On at least four occasions since 2019, Elon Musk has predicted that his medical device company, Neuralink, would soon start human trials of a revolutionary brain implant to treat intractable conditions such as paralysis and blindness.
Yet the company, founded in 2016, didn’t seek permission from the U.S. Food and Drug Administration (FDA) until early 2022 – and the agency rejected the application, seven current and former employees told Reuters.
The rejection has not been previously reported.
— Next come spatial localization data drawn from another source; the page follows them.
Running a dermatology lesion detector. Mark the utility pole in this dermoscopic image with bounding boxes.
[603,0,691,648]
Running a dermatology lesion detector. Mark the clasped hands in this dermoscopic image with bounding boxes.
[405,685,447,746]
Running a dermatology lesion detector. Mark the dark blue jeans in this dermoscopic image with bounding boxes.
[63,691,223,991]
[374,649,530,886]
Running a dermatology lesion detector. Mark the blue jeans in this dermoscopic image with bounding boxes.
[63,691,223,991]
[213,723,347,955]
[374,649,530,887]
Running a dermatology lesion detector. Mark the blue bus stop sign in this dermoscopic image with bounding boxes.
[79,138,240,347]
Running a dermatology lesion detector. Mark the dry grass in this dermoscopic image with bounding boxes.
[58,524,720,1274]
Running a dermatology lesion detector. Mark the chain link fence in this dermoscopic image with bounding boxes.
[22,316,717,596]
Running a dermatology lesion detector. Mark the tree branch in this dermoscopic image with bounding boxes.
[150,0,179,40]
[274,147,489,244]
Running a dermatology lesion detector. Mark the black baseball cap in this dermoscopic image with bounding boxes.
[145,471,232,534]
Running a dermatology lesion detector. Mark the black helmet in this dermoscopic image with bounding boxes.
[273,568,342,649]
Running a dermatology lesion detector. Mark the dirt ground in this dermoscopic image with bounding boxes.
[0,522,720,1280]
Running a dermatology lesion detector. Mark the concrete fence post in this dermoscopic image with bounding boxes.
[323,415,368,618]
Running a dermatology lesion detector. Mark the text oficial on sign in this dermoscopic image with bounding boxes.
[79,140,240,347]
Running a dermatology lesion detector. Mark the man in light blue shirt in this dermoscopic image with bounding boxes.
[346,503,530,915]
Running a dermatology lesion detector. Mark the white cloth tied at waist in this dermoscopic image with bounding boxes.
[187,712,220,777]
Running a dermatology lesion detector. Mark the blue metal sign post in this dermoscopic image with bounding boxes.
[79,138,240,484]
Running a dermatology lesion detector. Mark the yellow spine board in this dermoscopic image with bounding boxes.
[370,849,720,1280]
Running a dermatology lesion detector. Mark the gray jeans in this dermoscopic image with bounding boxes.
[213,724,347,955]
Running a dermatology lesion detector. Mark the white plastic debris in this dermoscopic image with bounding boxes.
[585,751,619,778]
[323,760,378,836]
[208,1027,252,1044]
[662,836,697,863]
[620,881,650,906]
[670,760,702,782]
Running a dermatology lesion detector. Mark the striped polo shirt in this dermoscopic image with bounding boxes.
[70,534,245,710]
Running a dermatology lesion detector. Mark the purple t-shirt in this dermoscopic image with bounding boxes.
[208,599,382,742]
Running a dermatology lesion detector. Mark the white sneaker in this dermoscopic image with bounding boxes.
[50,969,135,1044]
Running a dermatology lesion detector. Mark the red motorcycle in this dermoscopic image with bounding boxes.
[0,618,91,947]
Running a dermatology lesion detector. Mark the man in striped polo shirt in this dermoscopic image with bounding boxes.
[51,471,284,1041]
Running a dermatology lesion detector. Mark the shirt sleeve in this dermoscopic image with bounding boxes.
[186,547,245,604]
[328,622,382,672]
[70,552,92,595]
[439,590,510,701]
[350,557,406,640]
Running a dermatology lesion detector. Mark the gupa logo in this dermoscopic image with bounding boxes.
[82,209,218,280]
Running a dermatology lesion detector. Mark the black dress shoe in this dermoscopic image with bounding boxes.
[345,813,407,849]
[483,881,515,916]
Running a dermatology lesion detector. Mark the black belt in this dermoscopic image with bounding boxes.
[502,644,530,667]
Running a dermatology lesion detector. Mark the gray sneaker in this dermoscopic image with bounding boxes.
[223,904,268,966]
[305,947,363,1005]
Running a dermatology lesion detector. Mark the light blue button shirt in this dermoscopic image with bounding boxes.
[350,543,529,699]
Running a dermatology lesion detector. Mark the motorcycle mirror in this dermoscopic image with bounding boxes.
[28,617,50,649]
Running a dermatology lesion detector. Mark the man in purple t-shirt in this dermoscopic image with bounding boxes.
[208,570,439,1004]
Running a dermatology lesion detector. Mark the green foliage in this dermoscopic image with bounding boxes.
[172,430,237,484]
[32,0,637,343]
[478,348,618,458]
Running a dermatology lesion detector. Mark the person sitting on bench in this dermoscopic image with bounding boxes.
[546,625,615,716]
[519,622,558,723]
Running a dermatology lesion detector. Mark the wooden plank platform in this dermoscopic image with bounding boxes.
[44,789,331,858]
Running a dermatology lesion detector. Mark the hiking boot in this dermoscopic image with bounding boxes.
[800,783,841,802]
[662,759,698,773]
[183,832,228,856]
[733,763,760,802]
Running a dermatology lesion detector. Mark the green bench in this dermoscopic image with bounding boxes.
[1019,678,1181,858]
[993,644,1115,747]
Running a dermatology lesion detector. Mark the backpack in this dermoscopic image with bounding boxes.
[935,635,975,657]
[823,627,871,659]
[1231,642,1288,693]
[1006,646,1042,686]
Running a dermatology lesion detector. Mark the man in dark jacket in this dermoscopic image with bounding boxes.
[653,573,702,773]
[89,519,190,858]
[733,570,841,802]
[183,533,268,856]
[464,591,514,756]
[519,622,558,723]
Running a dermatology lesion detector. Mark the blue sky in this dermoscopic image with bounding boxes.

In explaining the decision to Neuralink, the agency outlined dozens of issues the company must address before human testing, a critical milestone on the path to final product approval, the staffers said. The agency’s major safety concerns involved the device’s lithium battery; the potential for the implant’s tiny wires to migrate to other areas of the brain; and questions over whether and how the device can be removed without damaging brain tissue, the employees said.
A year after the rejection, Neuralink is still working through the agency’s concerns. Three staffers said they were skeptical the company could quickly resolve the issues – despite Musk’s latest prediction at a Nov. 30 presentation that the company would secure FDA human-trial approval this spring.
Neuralink has not disclosed details of its trial application, the FDA’s rejection or the extent of the agency’s concerns. As a private company, it is not required to disclose such regulatory interactions to investors. During the hours-long November presentation, Musk said the company had submitted “most of our paperwork” to the agency, without specifying any formal application, and Neuralink officials acknowledged the FDA had asked safety questions in what they characterized as an ongoing conversation.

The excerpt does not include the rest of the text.